How to use method of moment to find Pareto distribution estimator?

Question

I have $f_{\alpha, \beta}(y)=\frac{\alpha}{\beta}(\frac{\beta}{y})^{\alpha +1}, y\ge\beta,\ \ \alpha,\beta\gt 0$. Both $\alpha, \beta$ unknown. To find estimators using the method of moment, we equate $E(Y)=\frac{ \alpha\beta}{\alpha-1}=\frac1n\sum y_i$,

$E(Y^2)=(E(Y))^2+Var(Y)=(\frac{ \alpha\beta}{\alpha-1})^2+\frac{\beta^2\alpha}{(\alpha-1)^2(\alpha-2)}=\frac1n\sum y_i^2$

The problem comes because the mean of Pareto is the $E(Y)$ above only when $\alpha \gt 1$, otherwise it's $\infty$. Same problem for the second moment since $Var(Y)$ is not $\infty$ only when $\alpha>2$, but in the question we only assume $\alpha, \beta>0$. I know that method of moments is not restricted to moments, as we can also equate $E_\theta(g_i(Y))=g_i(Y)$, but I don't see a way out.

Answer 1

If I understand your concern, it's that the true $\alpha$ might be less than 1 (or 2). In this case, the logic behind MoM is that the true mean and the empirical mean should be close. However, the true mean would then be infinite yet the empirical mean is always finite. Setting the two to be equal and solving the MoM equations seems destined to yield an inaccurate estimate of $\alpha$. Generally speaking, this is a fair assessment of what will happen when $\alpha$ is too small.

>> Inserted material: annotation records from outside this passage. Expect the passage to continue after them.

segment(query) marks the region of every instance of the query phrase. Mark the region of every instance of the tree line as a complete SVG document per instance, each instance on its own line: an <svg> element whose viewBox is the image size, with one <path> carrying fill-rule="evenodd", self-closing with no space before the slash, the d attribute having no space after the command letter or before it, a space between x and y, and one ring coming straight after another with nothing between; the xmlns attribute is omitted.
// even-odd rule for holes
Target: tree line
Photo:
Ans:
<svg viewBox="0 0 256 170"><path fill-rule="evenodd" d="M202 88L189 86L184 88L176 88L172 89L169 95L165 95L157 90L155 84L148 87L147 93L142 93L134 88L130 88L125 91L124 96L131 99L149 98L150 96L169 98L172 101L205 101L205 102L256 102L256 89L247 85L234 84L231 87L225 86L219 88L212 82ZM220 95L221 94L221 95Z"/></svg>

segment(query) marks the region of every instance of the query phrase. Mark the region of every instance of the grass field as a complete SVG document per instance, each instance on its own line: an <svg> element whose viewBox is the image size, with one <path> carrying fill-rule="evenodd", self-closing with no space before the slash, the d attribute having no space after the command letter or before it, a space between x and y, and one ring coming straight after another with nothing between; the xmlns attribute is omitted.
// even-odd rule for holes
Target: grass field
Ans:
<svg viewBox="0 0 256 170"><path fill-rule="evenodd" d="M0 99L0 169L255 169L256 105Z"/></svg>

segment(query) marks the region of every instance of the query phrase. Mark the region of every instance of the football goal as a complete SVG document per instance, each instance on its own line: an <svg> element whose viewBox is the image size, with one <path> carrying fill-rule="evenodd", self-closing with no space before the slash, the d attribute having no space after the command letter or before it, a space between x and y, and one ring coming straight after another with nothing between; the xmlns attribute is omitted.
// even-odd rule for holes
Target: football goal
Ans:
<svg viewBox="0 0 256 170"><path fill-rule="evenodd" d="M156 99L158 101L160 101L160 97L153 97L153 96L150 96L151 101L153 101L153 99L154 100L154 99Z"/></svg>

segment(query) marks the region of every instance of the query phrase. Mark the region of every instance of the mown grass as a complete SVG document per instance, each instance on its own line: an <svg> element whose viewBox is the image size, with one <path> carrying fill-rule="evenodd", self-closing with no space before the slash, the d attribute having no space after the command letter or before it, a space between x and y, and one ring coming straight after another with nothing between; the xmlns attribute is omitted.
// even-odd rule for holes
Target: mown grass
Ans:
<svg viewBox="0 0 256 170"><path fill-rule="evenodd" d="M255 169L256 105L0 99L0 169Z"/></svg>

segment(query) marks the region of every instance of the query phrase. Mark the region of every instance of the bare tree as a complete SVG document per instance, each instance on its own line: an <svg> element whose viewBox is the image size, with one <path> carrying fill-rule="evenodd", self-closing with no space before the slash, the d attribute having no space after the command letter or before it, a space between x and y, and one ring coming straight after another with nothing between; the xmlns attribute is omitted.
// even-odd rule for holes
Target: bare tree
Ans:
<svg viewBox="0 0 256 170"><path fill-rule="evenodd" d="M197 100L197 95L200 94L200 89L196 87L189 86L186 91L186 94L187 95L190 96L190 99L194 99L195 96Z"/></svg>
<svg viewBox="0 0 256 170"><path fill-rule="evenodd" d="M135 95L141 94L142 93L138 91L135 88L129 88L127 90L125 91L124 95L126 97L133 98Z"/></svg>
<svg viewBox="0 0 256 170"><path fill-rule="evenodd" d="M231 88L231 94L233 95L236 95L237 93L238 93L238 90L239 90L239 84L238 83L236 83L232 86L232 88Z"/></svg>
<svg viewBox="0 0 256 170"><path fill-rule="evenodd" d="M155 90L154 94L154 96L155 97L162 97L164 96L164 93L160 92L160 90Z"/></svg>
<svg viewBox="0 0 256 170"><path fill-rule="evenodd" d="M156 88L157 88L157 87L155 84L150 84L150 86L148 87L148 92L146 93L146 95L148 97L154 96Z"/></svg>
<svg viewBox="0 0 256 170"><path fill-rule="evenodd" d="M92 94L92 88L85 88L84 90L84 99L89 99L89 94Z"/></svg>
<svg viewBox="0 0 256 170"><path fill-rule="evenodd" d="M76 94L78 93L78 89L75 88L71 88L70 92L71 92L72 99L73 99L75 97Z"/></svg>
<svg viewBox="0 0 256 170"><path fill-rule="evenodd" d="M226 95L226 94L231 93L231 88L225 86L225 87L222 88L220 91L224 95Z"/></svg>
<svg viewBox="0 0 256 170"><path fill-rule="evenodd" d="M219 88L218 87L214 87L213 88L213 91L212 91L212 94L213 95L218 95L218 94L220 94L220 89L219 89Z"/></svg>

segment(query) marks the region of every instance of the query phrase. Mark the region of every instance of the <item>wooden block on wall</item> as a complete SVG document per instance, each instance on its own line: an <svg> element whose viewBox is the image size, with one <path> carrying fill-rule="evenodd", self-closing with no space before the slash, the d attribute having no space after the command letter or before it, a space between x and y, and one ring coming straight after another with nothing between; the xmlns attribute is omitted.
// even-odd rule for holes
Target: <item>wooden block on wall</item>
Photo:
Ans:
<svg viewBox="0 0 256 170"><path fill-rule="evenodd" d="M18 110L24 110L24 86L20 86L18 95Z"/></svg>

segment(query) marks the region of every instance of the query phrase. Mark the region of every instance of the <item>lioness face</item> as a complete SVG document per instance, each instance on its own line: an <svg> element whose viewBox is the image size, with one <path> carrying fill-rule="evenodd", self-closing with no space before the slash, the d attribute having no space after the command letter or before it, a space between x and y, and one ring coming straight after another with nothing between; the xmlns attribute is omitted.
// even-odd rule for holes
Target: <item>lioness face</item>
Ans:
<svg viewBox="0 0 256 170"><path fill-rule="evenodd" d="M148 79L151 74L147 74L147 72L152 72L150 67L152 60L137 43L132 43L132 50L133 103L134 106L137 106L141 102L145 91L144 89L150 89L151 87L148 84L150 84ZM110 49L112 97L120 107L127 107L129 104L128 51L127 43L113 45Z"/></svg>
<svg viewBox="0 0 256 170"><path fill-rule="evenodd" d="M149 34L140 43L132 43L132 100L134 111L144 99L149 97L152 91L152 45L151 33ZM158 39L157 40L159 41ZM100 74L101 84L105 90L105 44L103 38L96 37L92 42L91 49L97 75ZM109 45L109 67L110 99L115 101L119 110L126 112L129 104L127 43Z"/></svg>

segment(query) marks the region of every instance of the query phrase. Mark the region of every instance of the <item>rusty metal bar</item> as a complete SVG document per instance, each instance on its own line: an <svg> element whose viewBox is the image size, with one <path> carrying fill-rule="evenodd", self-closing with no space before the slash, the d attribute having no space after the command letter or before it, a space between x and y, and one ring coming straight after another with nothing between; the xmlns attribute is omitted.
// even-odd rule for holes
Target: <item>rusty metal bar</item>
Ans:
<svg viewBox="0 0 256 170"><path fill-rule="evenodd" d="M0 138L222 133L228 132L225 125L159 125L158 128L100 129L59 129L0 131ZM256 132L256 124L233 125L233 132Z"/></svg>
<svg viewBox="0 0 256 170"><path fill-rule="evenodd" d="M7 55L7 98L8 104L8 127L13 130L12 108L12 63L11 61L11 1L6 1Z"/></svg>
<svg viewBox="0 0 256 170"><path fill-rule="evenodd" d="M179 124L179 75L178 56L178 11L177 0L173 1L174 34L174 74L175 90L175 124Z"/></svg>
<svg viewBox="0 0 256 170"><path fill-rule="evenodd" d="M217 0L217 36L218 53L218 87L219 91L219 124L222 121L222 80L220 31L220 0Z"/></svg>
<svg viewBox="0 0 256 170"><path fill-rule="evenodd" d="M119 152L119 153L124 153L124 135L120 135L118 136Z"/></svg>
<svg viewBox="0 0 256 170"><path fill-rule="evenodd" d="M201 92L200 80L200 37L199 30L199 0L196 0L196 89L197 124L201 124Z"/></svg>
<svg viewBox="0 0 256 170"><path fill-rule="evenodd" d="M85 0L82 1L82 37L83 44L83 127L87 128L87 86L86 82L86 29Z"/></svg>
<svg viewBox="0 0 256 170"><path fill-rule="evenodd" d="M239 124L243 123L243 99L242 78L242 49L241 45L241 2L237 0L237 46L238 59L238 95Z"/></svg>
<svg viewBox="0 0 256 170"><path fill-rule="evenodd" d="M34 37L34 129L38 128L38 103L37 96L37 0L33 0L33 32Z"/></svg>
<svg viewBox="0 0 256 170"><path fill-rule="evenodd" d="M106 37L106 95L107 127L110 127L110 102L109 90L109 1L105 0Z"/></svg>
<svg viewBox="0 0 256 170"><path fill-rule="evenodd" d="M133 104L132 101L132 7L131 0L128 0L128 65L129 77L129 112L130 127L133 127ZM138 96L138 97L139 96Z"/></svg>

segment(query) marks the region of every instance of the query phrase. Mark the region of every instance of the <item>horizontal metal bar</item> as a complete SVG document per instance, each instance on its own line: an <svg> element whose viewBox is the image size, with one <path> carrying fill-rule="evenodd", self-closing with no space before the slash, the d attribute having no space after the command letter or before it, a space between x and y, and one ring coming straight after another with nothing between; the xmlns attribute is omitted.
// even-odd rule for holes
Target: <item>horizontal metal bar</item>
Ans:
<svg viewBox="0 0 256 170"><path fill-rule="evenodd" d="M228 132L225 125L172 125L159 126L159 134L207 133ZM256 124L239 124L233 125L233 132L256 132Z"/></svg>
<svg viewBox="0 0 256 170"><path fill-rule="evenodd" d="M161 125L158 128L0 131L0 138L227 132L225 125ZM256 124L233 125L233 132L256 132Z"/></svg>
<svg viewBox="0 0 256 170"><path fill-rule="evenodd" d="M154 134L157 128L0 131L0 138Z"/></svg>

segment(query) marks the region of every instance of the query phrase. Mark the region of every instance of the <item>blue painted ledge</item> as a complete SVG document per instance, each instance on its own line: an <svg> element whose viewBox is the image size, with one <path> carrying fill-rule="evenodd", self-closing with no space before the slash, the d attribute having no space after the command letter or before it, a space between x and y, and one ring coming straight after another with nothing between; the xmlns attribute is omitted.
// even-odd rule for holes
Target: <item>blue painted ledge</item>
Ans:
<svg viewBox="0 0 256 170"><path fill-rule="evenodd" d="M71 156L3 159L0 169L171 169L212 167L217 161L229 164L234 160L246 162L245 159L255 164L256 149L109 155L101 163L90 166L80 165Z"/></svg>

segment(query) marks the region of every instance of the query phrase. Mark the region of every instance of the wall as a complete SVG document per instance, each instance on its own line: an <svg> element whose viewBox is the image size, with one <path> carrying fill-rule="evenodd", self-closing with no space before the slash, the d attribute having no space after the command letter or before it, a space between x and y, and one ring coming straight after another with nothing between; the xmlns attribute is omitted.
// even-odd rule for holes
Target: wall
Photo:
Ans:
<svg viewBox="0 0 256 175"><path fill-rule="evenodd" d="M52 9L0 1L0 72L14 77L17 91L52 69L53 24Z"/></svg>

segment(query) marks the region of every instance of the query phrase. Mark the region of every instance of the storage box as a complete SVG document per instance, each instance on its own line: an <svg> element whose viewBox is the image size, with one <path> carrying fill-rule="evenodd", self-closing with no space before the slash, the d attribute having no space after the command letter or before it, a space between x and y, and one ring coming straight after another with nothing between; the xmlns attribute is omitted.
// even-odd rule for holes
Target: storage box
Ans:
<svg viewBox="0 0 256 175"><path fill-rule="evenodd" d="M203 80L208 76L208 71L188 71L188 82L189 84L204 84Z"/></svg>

You alluded to the fact that the method of moments does not necessarily require one to use the first two moments. This is simply the standard approach but as you've just noted, it's not always useful. You could instead use the fact that for any $\gamma \ge 0$, we have that $$E(Y^\gamma) = \dfrac {\alpha \beta^\gamma} {\alpha - \gamma} $$ If you suspect that $\alpha$ may be small, you can instead just pick two small values of $\gamma$ and then solve for the corresponding MoM estimates. Doing so should yield a more precise estimator of $\alpha$.